Райкин был удивлён и тронут, что я привёл на память в нашем разговоре свидетельство начала его артистической карьеры. "А я думал, это все забыли! Так давно это было - до войны", - грустно сказал он.

- Вы мой земляк, Илья Сергеевич, - говорил Райкин, - и мне столько раз, как, очевидно, и вам, приходилось ездить "Красной стрелой" из нашего города в Москву. Так вот, совсем недавно "последний из могикан" - старый проводник - рассказал мне жуткую историю. За пять минут до отхода "Красной стрелы" - а дело было до войны - на перроне появлялся серый, ничем не примечательный человек лет 30-40. В руке у него был небольшой чемоданчик, как у всех командировочных. Проводники с затаённым ужасом смотрели, к какому вагону он направляется. Называли они его между собой "Товарищ Смерть". Он садился, предъявив проводнику билет на одно из мест мягкого двухместного купе. Заказывал чай, читал газету, с улыбкой беседовал со своими визави по купе. Но проводник знал, что на станции Бологое, единственной остановке между Москвой и Ленинградом, он постучится в дверь к проводнику и скажет, что с его соседом по купе плохо. И самое удивительное, - внимательно посмотрел на меня Аркадий Исаакович, - что всякий раз санитары с носилками уже ожидали на перроне. Они аккуратно клали умершего человека на носилки, покрывали простынёй, а поезд продолжал стремительно мчаться в ночи. Никто не знал, как этот человек расправлялся со своими жертвами, но знали одно: что в Бологом выгрузят труп...

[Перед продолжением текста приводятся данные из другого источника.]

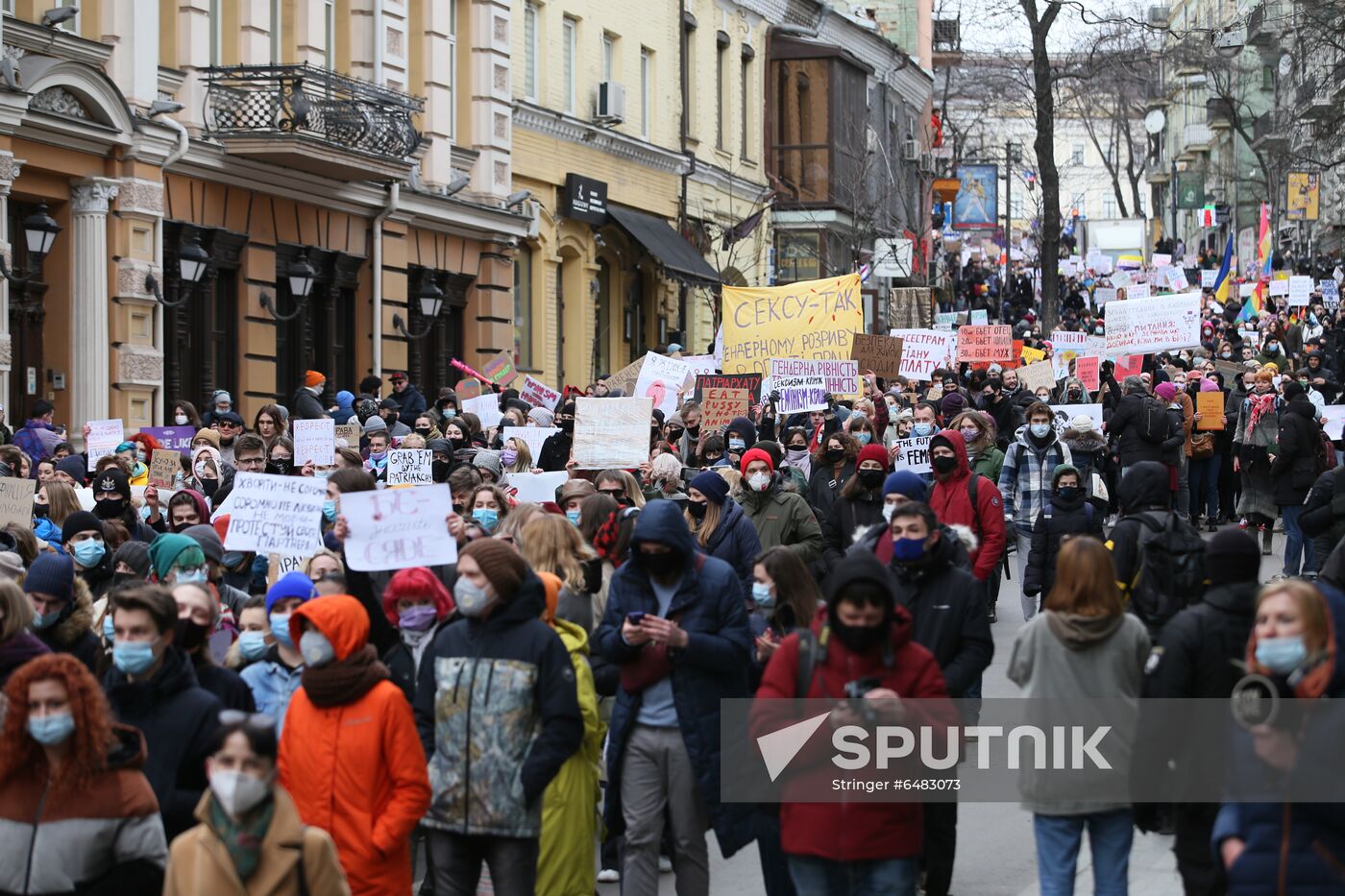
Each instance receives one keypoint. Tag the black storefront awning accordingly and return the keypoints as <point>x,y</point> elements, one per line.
<point>678,257</point>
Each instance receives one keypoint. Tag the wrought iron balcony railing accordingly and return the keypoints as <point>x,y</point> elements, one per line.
<point>318,104</point>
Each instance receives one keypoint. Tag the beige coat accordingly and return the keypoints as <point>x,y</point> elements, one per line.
<point>199,862</point>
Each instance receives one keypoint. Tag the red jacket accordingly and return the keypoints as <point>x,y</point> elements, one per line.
<point>951,503</point>
<point>854,831</point>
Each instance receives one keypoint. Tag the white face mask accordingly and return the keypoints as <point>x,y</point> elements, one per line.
<point>238,792</point>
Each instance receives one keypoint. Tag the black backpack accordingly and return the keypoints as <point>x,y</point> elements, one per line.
<point>1152,424</point>
<point>1170,569</point>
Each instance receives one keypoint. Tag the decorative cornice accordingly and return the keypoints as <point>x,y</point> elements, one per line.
<point>587,133</point>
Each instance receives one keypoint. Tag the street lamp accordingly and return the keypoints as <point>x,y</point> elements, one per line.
<point>300,275</point>
<point>192,262</point>
<point>39,233</point>
<point>432,302</point>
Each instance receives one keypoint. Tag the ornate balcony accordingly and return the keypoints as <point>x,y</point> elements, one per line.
<point>313,120</point>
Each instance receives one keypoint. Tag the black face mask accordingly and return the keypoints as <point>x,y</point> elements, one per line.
<point>871,478</point>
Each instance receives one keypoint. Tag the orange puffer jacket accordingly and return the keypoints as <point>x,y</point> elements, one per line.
<point>358,770</point>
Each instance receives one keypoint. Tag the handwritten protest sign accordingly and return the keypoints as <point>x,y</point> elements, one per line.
<point>16,502</point>
<point>313,442</point>
<point>399,527</point>
<point>410,467</point>
<point>276,514</point>
<point>721,405</point>
<point>538,395</point>
<point>1143,326</point>
<point>752,382</point>
<point>877,352</point>
<point>612,432</point>
<point>799,395</point>
<point>923,351</point>
<point>990,342</point>
<point>810,319</point>
<point>661,378</point>
<point>912,453</point>
<point>843,376</point>
<point>164,466</point>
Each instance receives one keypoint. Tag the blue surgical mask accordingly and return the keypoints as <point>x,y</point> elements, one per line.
<point>1281,655</point>
<point>51,729</point>
<point>280,628</point>
<point>762,594</point>
<point>252,644</point>
<point>134,657</point>
<point>89,553</point>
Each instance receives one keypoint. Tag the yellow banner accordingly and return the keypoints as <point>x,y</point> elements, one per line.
<point>813,319</point>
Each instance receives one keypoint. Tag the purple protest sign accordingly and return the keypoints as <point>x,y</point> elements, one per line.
<point>172,437</point>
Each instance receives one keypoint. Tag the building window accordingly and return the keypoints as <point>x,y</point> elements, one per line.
<point>568,36</point>
<point>530,51</point>
<point>646,87</point>
<point>524,308</point>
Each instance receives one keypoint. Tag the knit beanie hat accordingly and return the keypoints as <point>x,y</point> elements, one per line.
<point>712,486</point>
<point>51,574</point>
<point>292,584</point>
<point>756,453</point>
<point>1231,556</point>
<point>78,522</point>
<point>501,566</point>
<point>134,554</point>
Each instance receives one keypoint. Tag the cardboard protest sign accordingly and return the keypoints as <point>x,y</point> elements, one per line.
<point>612,432</point>
<point>313,442</point>
<point>811,319</point>
<point>486,406</point>
<point>410,467</point>
<point>1142,326</point>
<point>1210,405</point>
<point>923,351</point>
<point>914,455</point>
<point>721,405</point>
<point>752,382</point>
<point>104,437</point>
<point>164,466</point>
<point>16,500</point>
<point>799,395</point>
<point>661,379</point>
<point>877,352</point>
<point>276,514</point>
<point>990,342</point>
<point>399,527</point>
<point>843,376</point>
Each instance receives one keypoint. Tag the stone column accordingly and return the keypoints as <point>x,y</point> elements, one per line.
<point>90,369</point>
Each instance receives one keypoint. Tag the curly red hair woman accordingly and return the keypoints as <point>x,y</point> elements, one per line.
<point>62,759</point>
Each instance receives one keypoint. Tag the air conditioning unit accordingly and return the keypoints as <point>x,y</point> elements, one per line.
<point>611,103</point>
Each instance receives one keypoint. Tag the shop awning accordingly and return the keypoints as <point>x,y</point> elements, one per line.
<point>678,257</point>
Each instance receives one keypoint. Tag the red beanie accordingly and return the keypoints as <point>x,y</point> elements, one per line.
<point>873,452</point>
<point>756,453</point>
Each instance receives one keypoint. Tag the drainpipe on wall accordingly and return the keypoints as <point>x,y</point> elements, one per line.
<point>393,195</point>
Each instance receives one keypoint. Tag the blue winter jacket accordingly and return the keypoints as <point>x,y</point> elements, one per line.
<point>713,665</point>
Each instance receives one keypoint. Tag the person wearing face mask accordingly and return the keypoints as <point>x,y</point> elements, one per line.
<point>71,781</point>
<point>779,516</point>
<point>865,635</point>
<point>513,671</point>
<point>1263,841</point>
<point>251,838</point>
<point>676,624</point>
<point>154,688</point>
<point>276,675</point>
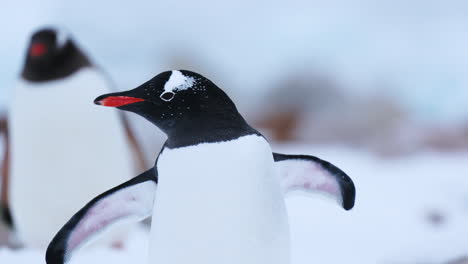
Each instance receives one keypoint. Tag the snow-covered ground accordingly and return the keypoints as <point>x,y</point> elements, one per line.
<point>408,210</point>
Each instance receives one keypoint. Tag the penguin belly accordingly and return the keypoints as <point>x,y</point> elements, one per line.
<point>219,203</point>
<point>65,151</point>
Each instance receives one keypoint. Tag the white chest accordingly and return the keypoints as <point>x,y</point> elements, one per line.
<point>219,203</point>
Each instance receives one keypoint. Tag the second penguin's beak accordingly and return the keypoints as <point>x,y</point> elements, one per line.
<point>116,100</point>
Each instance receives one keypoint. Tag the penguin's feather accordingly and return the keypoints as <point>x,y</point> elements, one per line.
<point>311,174</point>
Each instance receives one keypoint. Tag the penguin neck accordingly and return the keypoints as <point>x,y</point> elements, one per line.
<point>208,130</point>
<point>68,61</point>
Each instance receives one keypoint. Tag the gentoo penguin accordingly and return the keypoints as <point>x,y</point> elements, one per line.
<point>216,192</point>
<point>55,166</point>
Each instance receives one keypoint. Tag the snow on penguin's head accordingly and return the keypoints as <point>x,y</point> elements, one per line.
<point>177,101</point>
<point>177,82</point>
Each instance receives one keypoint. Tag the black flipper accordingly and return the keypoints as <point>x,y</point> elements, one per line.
<point>132,200</point>
<point>5,213</point>
<point>309,173</point>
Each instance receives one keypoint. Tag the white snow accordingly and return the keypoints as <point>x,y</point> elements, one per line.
<point>388,225</point>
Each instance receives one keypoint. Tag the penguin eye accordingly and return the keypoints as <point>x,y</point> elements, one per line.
<point>167,96</point>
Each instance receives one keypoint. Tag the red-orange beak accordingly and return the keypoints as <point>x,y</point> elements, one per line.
<point>116,101</point>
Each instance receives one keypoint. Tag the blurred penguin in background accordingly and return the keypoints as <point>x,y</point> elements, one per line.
<point>60,151</point>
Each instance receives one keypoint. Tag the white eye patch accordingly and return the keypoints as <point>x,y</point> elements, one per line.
<point>167,96</point>
<point>177,82</point>
<point>61,37</point>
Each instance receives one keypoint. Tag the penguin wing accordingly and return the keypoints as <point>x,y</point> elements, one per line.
<point>5,213</point>
<point>311,174</point>
<point>131,201</point>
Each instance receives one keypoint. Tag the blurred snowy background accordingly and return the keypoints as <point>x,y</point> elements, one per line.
<point>378,87</point>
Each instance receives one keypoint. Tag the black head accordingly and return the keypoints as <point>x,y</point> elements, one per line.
<point>186,106</point>
<point>51,55</point>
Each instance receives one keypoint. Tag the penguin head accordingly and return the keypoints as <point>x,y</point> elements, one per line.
<point>178,102</point>
<point>52,54</point>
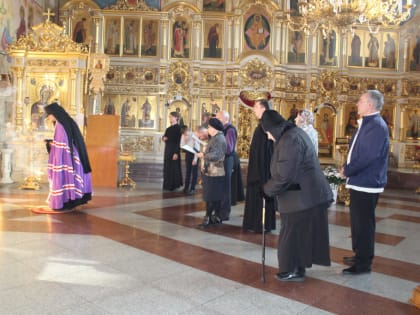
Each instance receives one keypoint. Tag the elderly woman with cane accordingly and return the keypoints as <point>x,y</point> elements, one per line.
<point>303,196</point>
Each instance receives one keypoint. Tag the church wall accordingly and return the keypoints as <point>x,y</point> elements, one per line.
<point>196,56</point>
<point>299,71</point>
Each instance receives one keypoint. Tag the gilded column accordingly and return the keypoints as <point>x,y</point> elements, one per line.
<point>196,39</point>
<point>72,107</point>
<point>313,48</point>
<point>237,37</point>
<point>164,41</point>
<point>99,47</point>
<point>19,97</point>
<point>277,33</point>
<point>229,39</point>
<point>284,45</point>
<point>405,66</point>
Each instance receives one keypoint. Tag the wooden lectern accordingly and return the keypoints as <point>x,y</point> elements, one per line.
<point>102,138</point>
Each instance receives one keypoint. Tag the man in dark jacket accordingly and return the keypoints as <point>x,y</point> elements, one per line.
<point>366,172</point>
<point>303,196</point>
<point>258,174</point>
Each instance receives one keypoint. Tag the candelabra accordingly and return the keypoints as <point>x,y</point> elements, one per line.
<point>126,181</point>
<point>343,194</point>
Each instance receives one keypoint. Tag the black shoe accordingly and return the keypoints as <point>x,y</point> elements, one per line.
<point>215,219</point>
<point>294,276</point>
<point>206,222</point>
<point>356,270</point>
<point>349,260</point>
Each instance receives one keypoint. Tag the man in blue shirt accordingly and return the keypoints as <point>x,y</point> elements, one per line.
<point>366,172</point>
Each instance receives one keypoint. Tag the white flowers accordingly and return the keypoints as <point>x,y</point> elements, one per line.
<point>333,175</point>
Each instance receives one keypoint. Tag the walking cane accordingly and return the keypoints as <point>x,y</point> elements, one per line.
<point>263,241</point>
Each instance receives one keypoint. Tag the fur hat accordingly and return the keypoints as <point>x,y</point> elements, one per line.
<point>271,119</point>
<point>216,124</point>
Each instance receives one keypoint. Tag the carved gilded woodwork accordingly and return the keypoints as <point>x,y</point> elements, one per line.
<point>246,125</point>
<point>179,78</point>
<point>211,79</point>
<point>138,143</point>
<point>256,74</point>
<point>296,83</point>
<point>47,37</point>
<point>139,5</point>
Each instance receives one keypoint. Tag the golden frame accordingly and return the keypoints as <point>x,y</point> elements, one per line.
<point>183,109</point>
<point>257,31</point>
<point>354,49</point>
<point>297,43</point>
<point>112,41</point>
<point>213,30</point>
<point>150,38</point>
<point>131,37</point>
<point>327,49</point>
<point>147,112</point>
<point>181,38</point>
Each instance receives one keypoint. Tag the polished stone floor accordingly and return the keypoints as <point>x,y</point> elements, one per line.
<point>141,252</point>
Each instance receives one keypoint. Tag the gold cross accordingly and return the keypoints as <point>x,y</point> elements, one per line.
<point>48,14</point>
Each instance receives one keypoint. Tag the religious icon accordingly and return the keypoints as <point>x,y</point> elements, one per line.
<point>150,32</point>
<point>390,52</point>
<point>296,52</point>
<point>328,47</point>
<point>257,32</point>
<point>214,5</point>
<point>180,39</point>
<point>213,39</point>
<point>131,37</point>
<point>112,41</point>
<point>355,58</point>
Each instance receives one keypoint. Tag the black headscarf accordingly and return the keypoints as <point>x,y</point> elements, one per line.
<point>74,135</point>
<point>273,122</point>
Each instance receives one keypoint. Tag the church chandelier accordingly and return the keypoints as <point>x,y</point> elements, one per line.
<point>312,16</point>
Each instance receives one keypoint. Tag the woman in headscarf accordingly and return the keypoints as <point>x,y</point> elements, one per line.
<point>68,162</point>
<point>305,120</point>
<point>303,196</point>
<point>213,172</point>
<point>172,175</point>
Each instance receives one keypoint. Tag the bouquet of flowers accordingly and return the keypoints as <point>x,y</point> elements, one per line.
<point>333,176</point>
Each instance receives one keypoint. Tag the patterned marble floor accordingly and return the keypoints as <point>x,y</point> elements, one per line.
<point>141,252</point>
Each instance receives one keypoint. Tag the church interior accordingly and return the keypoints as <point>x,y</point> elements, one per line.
<point>119,67</point>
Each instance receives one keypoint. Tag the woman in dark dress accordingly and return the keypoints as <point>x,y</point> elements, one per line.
<point>172,175</point>
<point>213,172</point>
<point>303,196</point>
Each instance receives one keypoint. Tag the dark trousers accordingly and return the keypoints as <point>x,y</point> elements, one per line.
<point>191,172</point>
<point>226,200</point>
<point>213,207</point>
<point>363,225</point>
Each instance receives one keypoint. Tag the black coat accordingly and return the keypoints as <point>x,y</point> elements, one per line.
<point>172,175</point>
<point>297,181</point>
<point>260,153</point>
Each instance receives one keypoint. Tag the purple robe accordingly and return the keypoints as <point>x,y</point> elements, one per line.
<point>69,185</point>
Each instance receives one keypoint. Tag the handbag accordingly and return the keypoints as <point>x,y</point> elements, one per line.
<point>214,168</point>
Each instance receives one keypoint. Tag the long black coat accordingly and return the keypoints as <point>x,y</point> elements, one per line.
<point>297,180</point>
<point>172,174</point>
<point>303,195</point>
<point>260,153</point>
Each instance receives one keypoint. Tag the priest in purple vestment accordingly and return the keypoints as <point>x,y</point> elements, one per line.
<point>69,171</point>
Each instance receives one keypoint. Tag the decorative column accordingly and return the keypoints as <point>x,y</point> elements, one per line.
<point>6,166</point>
<point>19,98</point>
<point>72,107</point>
<point>229,39</point>
<point>237,37</point>
<point>197,37</point>
<point>164,42</point>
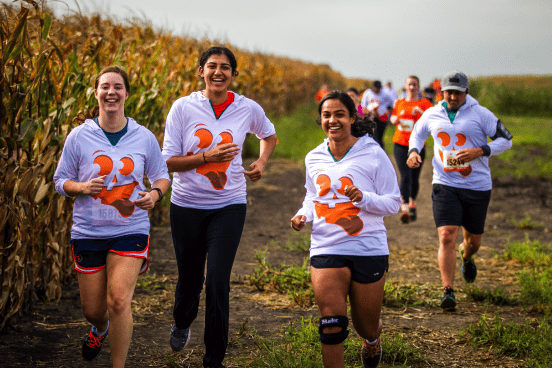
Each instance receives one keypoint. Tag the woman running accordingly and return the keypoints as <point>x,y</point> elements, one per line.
<point>103,165</point>
<point>204,136</point>
<point>406,113</point>
<point>351,184</point>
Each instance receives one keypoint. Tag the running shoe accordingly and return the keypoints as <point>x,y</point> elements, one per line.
<point>179,338</point>
<point>412,213</point>
<point>449,300</point>
<point>371,354</point>
<point>92,345</point>
<point>469,269</point>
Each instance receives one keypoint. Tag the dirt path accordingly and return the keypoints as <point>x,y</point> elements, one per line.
<point>53,334</point>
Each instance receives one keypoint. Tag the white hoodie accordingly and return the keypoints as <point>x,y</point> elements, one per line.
<point>342,227</point>
<point>470,129</point>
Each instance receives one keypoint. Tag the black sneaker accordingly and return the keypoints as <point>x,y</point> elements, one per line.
<point>371,354</point>
<point>179,338</point>
<point>412,213</point>
<point>92,345</point>
<point>469,269</point>
<point>449,300</point>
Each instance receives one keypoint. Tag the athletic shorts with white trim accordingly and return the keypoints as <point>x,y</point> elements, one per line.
<point>460,207</point>
<point>364,269</point>
<point>90,255</point>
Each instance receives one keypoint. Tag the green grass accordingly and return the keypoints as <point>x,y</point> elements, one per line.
<point>495,297</point>
<point>299,346</point>
<point>297,242</point>
<point>530,341</point>
<point>526,223</point>
<point>292,280</point>
<point>535,277</point>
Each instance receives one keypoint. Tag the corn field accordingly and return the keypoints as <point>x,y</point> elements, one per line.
<point>48,66</point>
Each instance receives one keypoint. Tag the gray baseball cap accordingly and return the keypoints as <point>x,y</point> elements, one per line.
<point>455,80</point>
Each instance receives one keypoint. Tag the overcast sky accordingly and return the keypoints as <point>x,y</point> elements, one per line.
<point>386,40</point>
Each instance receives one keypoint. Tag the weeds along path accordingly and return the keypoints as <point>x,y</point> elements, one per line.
<point>52,335</point>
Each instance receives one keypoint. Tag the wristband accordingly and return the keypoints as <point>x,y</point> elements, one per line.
<point>160,193</point>
<point>486,150</point>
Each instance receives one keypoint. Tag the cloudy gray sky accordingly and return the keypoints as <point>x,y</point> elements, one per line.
<point>386,40</point>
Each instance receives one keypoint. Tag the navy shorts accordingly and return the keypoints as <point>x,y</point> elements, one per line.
<point>460,207</point>
<point>90,255</point>
<point>364,270</point>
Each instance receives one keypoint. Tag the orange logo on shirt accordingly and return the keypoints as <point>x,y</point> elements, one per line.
<point>460,141</point>
<point>343,214</point>
<point>118,196</point>
<point>214,171</point>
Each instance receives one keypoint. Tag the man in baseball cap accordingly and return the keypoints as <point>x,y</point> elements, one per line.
<point>455,80</point>
<point>461,175</point>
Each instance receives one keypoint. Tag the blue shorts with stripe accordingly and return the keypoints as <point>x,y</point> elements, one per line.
<point>90,255</point>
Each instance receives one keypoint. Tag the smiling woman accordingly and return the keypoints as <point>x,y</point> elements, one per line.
<point>103,165</point>
<point>351,185</point>
<point>204,136</point>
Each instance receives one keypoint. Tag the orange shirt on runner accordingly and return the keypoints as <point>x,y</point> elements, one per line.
<point>407,116</point>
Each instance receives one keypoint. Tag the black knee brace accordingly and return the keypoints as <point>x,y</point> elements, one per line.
<point>337,337</point>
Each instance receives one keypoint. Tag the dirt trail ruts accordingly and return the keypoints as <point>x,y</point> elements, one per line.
<point>52,335</point>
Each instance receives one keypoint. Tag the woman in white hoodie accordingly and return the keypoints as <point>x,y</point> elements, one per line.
<point>351,185</point>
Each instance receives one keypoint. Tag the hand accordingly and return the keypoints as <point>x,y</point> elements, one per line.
<point>147,202</point>
<point>94,186</point>
<point>354,194</point>
<point>469,154</point>
<point>298,222</point>
<point>222,153</point>
<point>414,160</point>
<point>255,170</point>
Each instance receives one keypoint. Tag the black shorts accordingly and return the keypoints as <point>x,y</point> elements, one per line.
<point>90,255</point>
<point>364,270</point>
<point>460,207</point>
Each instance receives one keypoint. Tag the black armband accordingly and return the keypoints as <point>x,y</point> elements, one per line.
<point>486,150</point>
<point>413,150</point>
<point>158,191</point>
<point>501,132</point>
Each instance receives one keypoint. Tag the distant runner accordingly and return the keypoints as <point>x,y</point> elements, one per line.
<point>378,105</point>
<point>461,175</point>
<point>406,113</point>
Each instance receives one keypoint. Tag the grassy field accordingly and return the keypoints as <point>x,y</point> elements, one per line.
<point>529,157</point>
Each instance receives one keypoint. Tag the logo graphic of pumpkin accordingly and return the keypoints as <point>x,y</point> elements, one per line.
<point>445,143</point>
<point>343,214</point>
<point>214,171</point>
<point>118,196</point>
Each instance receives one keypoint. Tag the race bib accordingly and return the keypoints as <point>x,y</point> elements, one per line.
<point>451,163</point>
<point>406,125</point>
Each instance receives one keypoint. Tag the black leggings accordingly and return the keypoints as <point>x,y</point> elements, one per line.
<point>410,184</point>
<point>212,236</point>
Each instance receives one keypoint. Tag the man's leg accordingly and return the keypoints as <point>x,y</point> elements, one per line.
<point>447,253</point>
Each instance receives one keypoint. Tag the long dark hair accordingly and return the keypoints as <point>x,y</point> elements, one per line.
<point>361,126</point>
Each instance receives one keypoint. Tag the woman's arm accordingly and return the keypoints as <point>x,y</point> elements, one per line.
<point>256,168</point>
<point>221,153</point>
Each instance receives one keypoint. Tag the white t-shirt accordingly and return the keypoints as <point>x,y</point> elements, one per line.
<point>88,154</point>
<point>192,128</point>
<point>343,227</point>
<point>471,127</point>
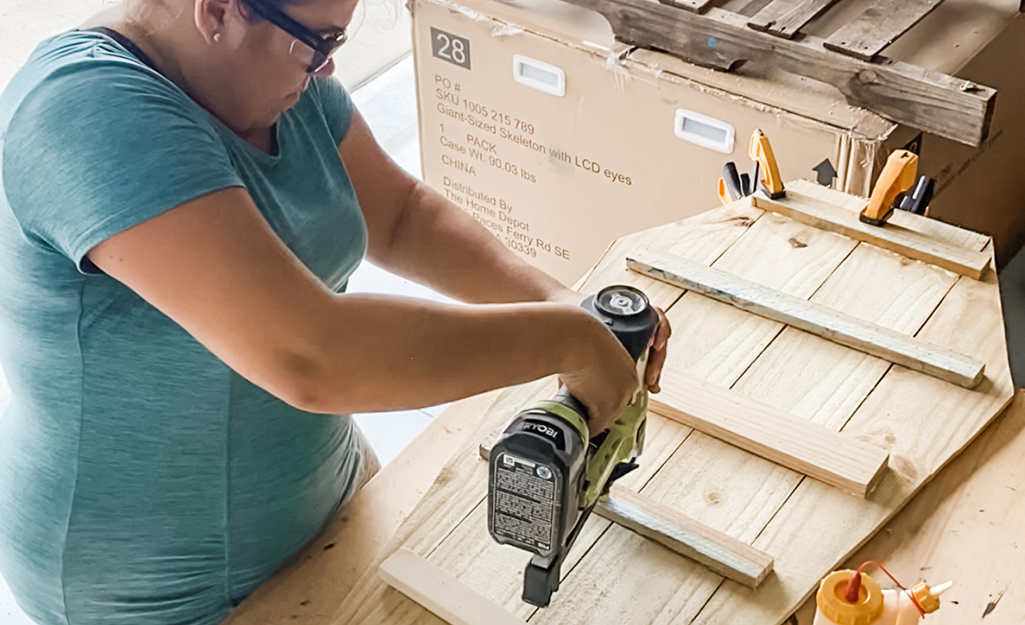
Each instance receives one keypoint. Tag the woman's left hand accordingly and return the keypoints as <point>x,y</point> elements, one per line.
<point>657,351</point>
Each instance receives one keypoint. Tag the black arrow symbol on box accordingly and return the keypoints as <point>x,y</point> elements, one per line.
<point>825,172</point>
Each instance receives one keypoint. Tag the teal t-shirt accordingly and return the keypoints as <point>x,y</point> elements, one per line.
<point>141,481</point>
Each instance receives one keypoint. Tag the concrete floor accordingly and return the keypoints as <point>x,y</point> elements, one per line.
<point>375,66</point>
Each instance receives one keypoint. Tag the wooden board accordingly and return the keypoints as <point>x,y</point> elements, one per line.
<point>438,591</point>
<point>615,576</point>
<point>921,98</point>
<point>720,552</point>
<point>786,17</point>
<point>966,526</point>
<point>691,5</point>
<point>834,458</point>
<point>892,237</point>
<point>807,316</point>
<point>879,26</point>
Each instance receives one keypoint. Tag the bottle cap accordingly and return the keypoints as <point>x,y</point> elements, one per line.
<point>924,594</point>
<point>834,607</point>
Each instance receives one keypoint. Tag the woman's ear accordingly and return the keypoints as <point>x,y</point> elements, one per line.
<point>217,18</point>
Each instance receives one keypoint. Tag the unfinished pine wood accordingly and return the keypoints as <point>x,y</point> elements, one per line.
<point>720,552</point>
<point>919,449</point>
<point>977,497</point>
<point>934,228</point>
<point>810,317</point>
<point>891,237</point>
<point>786,18</point>
<point>932,101</point>
<point>460,488</point>
<point>667,590</point>
<point>619,577</point>
<point>839,460</point>
<point>879,26</point>
<point>444,595</point>
<point>692,5</point>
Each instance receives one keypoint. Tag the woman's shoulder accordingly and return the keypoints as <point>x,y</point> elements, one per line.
<point>86,72</point>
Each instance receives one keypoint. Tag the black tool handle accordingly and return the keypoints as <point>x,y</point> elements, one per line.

Райкин остановился, прислонясь к поросшему зелёным мхом стволу дерева. Его лицо, столь известное миллионам зрителей, было болезненным, грустным, и, пожалуй, никто не признал бы в нём весёлого шутника и балагура, короля советского смеха.

- Аркадий Исаакович, - спросил я, - а вы помните, что иногда по утрам в 30-е годы в Ленинграде около Литейного моста, напротив которого находилась ленинградская Лубянка (Литейный, дом 1), в воду, идущую по канализации из подвала этого заведения, спускали такое количество крови убитых за ночь, что с моста в Неве было видно красное пятно, которое разгонял специально прибывший катер? Мне рассказывали об этом.

- Я знаю и многое другое, - ответил Аркадий Исаакович. - Но, извините, я боюсь за своё сердце. Я должен возвращаться с прогулки. Кстати, как сохранился здесь, я бы сказал, петербургский дух! Вам не кажется, что Суханово напоминает Царское Село? Здесь всё словно овеяно пушкинской поэзией. Хорошо, что архитекторы устроили здесь для себя Дом творчества. Хотя непонятно, почему сами они строят так безобразно?

Он показал на далёкий ряд новостроек, неумолимо наступающих на красоту этой чудом сохранившейся русской дворянской усадьбы.

И сейчас, когда падают последние осенние листья, я каждое утро смотрю в окно, вспоминаю рассказ О. Генри "Последний лист". Вы помните, для того чтобы сохранить жизнь героине, которой показалось, что она умрёт, когда с дерева за окном упадёт последний лист, безвестный художник ночью нарисовал этот лист на холсте, искусно прикрепил его снаружи за ветвями дерева - и девочка выздоровела. А сам художник простудился и погиб. Какая трогательная история! Вряд ли нам кто-нибудь подарит такой лист надежд. Как я иногда жалею, что я не художник, как вы...

Я помню его сгорбленную фигуру, поднимающуюся по аллее. Холодный осенний ветер, прибитые к земле чёрные ветви старинного парка и земля, засыпанная золотом навсегда опавших листьев... Он никогда не смеялся над своим народом.